2. Setiap fasilitas pelayanan kesehatan terutama rumah sakit harus
mengintegrasikan topik keselamatan pasien dalam setiap kegiatan in-
service training dan memberi pedoman yang jelas tentang pelaporan
insiden.
3. Setiap fasilitas pelayanan kesehatan harus menyelenggarakan
pelatihan tentang kerjasama kelompok (teamwork) guna mendukung
pendekatan interdisipliner dan kolaboratif dalam rangka melayani pasien.
Kriteria:
1. Perlu disediakan anggaran untuk merencanakan dan mendesain
proses manajemen untuk memperoleh data dan informasi tentang hal- hal
terkait dengan keselamatan pasien.
2. Tersedia mekanisme identifikasi masalah dan kendala komunikasi
untuk merevisi manajemen informasi yang ada.
BAB VII
KESELAMATAN KERJA
A. Latar Belakang
Dalam UU No.23/1992 pasal 23 tentang Kesehatan Kerja, pada
ayat1 menerangkan bahwa kesehatan kerja diselenggarakan agar setiap
pekerja dapat bekerja secara sehat tanpa membahayakan diri sendiri dan
masyarakat sekitar agar dapat diperoleh produktivitas kerja yang optimal
sejalan dengan program perlindungan tenaga kerja.

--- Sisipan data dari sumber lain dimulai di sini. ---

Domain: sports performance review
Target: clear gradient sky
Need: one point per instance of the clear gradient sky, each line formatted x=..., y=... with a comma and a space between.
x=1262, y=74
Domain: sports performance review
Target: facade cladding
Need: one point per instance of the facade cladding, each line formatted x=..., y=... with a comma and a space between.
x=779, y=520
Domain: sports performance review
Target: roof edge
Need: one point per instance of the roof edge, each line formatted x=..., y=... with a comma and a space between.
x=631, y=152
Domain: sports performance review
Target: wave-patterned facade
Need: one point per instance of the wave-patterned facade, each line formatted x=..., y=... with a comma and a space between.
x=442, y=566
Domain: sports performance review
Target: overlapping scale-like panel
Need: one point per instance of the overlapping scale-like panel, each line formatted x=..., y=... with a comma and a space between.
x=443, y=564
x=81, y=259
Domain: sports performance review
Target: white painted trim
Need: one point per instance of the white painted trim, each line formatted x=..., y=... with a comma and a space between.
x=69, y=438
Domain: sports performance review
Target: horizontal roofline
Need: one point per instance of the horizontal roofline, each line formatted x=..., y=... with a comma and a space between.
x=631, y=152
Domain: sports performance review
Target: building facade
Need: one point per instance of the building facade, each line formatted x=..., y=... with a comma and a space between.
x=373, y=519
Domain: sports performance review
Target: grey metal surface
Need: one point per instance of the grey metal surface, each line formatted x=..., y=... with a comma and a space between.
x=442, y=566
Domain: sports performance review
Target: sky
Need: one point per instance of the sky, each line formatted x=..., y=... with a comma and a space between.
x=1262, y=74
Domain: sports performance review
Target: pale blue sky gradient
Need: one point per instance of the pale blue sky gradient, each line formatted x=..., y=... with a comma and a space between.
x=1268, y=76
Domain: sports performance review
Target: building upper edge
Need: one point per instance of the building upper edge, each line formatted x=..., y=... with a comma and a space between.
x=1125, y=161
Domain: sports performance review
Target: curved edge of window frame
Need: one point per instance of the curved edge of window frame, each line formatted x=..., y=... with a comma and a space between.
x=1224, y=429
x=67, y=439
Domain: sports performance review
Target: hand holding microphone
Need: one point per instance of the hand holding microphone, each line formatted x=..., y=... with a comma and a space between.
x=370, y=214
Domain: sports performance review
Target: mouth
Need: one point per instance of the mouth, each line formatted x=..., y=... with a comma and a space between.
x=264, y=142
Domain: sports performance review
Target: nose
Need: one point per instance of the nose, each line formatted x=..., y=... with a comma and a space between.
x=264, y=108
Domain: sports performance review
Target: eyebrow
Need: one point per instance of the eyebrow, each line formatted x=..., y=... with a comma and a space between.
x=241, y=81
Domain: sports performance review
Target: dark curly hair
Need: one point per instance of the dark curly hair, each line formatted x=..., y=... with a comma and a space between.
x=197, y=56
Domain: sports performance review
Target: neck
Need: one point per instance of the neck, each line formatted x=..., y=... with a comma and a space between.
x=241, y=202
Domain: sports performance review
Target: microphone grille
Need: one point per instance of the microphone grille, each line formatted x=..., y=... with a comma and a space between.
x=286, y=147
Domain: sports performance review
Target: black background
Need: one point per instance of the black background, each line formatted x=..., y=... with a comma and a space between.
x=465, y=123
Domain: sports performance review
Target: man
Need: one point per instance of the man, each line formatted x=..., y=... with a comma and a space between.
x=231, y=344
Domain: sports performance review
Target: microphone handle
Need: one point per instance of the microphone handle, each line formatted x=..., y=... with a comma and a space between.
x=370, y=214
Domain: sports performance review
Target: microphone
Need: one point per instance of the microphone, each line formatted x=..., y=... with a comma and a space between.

Pada dasar hukum
yang sama pada ayat 2 juga diterangkan bahwa Usaha Kesehatan Kerja
(UKK) merupakan penyerasian antara kapasitas kerja, beban kerja dan
lingkungan kerja dan pelayananan kesehatan kerja mencangkup upaya
meningkatkan kesehatan seperti pencegahan penyakit, penyembuhan
penyakit dan pemulihan penyakit. Kesehatan kerja mempunyai syarat fisik
dan psikis sesuai dengan jelas pekerjaannya, persyaratan baku,
peralatan, proses kerja serta serta persyaratan tempat atau lingkungan
kerja.
B. Tujuan
1. Tujuan Umum
Menjaga keselamatan dan kesehatan kerja bagi pegawai Rumkit
Tk. II Dustira
2. Tujuan Khusus
a.Setiap pegawai yang diterima kerja bagi pegawai Rumkit Tk.II Dustira
memiliki kondisi fisik yang sehat dan sesuai untuk pekerjaan yang akan
dilakukan.
b. Mempertahankan derajat kesehatan pegawai selama berada dalam
pekerjaannya dan mencegah terhadap kemungkinan adanya penyakit
akibat kerja.
c. Menilai adanya pengaruh kesehatan akibat pekerjaan tertentu
terhadap pegawai yang memiliki resiko tinggi
C. Tata Laksana
1. Kegiatan Pokok
Memberikan keselamatan dan kesehatan kerja bagi pegawai melalui
pemakaian alat pelindung diri dan pemeriksaan kesehatan pegawai
Rumkit Tk. II Dustira.
2. Rincian Kegiatan
a. Penggunaan Alat Pelindung Diri (APD) pada unit kerja tertentu
b. Pemeriksaan kesehatan pegawai pra-pekerjaan (sebelum kerja)
c. Pemeriksaan kesehatan berkala untuk selururh pegawai.
d. Pemeriksaan kesehatan berkala untuk seluruh pegawai.
e. Pemeriksaan kesehatan khusus untuk pegawai pada unit kerja yang
memiliki resiko tinggi, seperti Laboratorium dan Radiologi.